第6話 大きなノッポの古時計(朝のレシピ)



 寒い朝、老婆は体に鞭打つようにベッドから起き上がると、暖炉に火を入れる。


「今朝も寒いわね」


 毎朝のように呟く。


 彼女は、短い廊下を歩くと、大きな古い柱時計のネジを巻く。

これも毎朝の仕事。


 お湯を沸かし、大きなマグカップに、半分くらいの量で珈琲を注ぐ。


 暖炉に照らされた老婆の顔は、いつも優しい。

彼女は、珈琲を飲み終わると、台所へ行き、水桶にカップを沈める。

再び暖炉の前へ行くと、小さなテーブルに置かれた編みかけのマフラーを手に取る。

はて、誰のために編んでいたのかしら?

暫し間を置いて、誰のために編んでいたのかを忘れたなら、誰のために編んであげましょうか?

などと、膝の上に置いたマフラーの上に両手を置いて、考えてみる。


 僅か数メートルの廊下の向こうで、静かな鐘の音で柱時計が時を知らせる。

老婆は静かに目を開けると、台所へ向かい、食べようと思っては忘れていた一枚のバンを取り上げ、二枚用の小さなトースターに差し込み、レバーを下げる。

二枚用のトースター、毎朝一枚しか食べない彼女にとっては大きいくらいである。


 焼きあがるまでの間に、窓の外を覗いて見れば、毛糸の帽子を被り、小さな手には誰が編んでくれたのであろうか、それとも買って来てくれたのか。

黙々と雪だるまを作っている子供が見える。


「そうだわ、孫のためにマフラーを編んでいたんだわ」


 思い出せばそのまま、暖炉へ向かい、編み物を始める。

老婆の背中で、トースターが焼きあがったパンを勢いよく持ち上げるが、彼女は気付かずに、せっせと編み物を続ける。


 再び、柱時計が時を知らせる。

いつの間に眠ってしまっていたのだろうか?

彼女が台所へ行けば、狐色のパンがトースターに持ち上げられている。

老婆は頭を振り、そっと微笑むと、作り置きしておいたホワイトシチューを適量、鍋に入れて沸かし、硬くなったパンをシチューで溶かして、口に入れる。
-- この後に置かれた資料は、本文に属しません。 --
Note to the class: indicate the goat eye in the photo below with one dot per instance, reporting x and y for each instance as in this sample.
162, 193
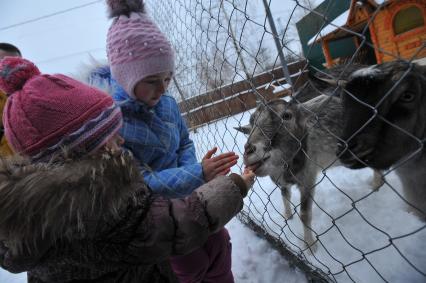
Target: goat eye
287, 116
407, 97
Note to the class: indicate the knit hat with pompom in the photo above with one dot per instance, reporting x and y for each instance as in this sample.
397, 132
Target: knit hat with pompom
45, 113
136, 47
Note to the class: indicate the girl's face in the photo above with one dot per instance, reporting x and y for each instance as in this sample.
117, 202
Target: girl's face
150, 89
114, 143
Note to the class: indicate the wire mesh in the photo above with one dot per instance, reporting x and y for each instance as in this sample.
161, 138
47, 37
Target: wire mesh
366, 225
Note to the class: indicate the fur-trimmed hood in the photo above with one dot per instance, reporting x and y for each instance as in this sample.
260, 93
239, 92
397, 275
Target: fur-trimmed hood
67, 199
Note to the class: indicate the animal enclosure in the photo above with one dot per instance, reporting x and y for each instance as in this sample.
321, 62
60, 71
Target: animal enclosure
233, 53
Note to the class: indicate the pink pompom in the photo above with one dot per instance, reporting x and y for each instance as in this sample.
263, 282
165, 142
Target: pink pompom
14, 73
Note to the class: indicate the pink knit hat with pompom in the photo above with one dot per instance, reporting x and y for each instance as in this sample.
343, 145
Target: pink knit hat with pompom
45, 113
136, 47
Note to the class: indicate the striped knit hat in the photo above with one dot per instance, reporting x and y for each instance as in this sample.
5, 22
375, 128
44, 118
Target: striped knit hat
136, 47
46, 113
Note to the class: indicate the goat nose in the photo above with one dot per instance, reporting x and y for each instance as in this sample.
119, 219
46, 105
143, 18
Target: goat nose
249, 148
340, 147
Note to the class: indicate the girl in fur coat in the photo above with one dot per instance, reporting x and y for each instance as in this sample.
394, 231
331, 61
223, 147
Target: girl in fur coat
76, 209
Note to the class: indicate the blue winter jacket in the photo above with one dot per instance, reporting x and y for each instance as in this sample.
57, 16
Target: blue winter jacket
158, 138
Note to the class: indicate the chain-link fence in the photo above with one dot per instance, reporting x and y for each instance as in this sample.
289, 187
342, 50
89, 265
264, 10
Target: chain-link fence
360, 225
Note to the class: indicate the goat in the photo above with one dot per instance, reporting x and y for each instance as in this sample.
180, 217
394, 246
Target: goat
292, 142
385, 125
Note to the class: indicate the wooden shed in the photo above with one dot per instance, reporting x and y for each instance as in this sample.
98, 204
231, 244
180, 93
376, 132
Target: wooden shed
383, 31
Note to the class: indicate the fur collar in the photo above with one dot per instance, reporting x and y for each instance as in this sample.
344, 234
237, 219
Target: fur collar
50, 201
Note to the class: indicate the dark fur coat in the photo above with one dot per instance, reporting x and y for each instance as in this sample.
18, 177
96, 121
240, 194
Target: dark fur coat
94, 220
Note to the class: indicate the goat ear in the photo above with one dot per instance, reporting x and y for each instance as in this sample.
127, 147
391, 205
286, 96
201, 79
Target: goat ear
244, 129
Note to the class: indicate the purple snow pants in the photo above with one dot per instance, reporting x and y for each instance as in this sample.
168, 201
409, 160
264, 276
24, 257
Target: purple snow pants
209, 264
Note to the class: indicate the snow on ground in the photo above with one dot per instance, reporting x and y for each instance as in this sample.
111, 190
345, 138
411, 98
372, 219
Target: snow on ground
355, 241
253, 260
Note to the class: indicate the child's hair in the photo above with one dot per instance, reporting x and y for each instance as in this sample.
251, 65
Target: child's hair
136, 47
9, 48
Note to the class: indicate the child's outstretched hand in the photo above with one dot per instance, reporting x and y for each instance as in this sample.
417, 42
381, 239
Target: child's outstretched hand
248, 177
218, 165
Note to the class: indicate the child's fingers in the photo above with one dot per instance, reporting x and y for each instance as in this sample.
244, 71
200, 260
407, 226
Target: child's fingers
224, 159
210, 153
225, 166
224, 172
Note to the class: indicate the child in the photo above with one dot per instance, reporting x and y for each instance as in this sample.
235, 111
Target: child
142, 63
78, 210
6, 49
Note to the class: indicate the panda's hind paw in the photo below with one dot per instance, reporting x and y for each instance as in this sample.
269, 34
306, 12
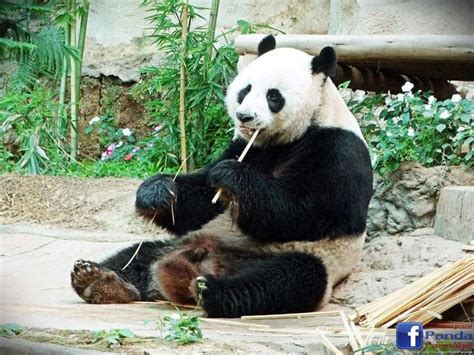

 お腹が満たされると、眠くなり、暖炉の前に行き、薪を少し焚べる。

眠りについた老婆の顔は、再び優しく、赤い炎の光に照らされ出す。


 眠っている間に、どうして微笑んだのであろうか?

孫がマフラーを首に巻いて、小さな手で雪だるまを作っている夢でも見たのであろうか?


 彼女の胸の中には、嫌な思い出が全く無い。

その長い人生を台無しにしてしまうからだ。

良き思い出だけが彼女を包み、幸せな人生であったと思わせてくれる。


 また、柱時計が時を知らせた。

彼女は美しい笑顔を湛え、眠ったまま、まだ起きて来そうもない。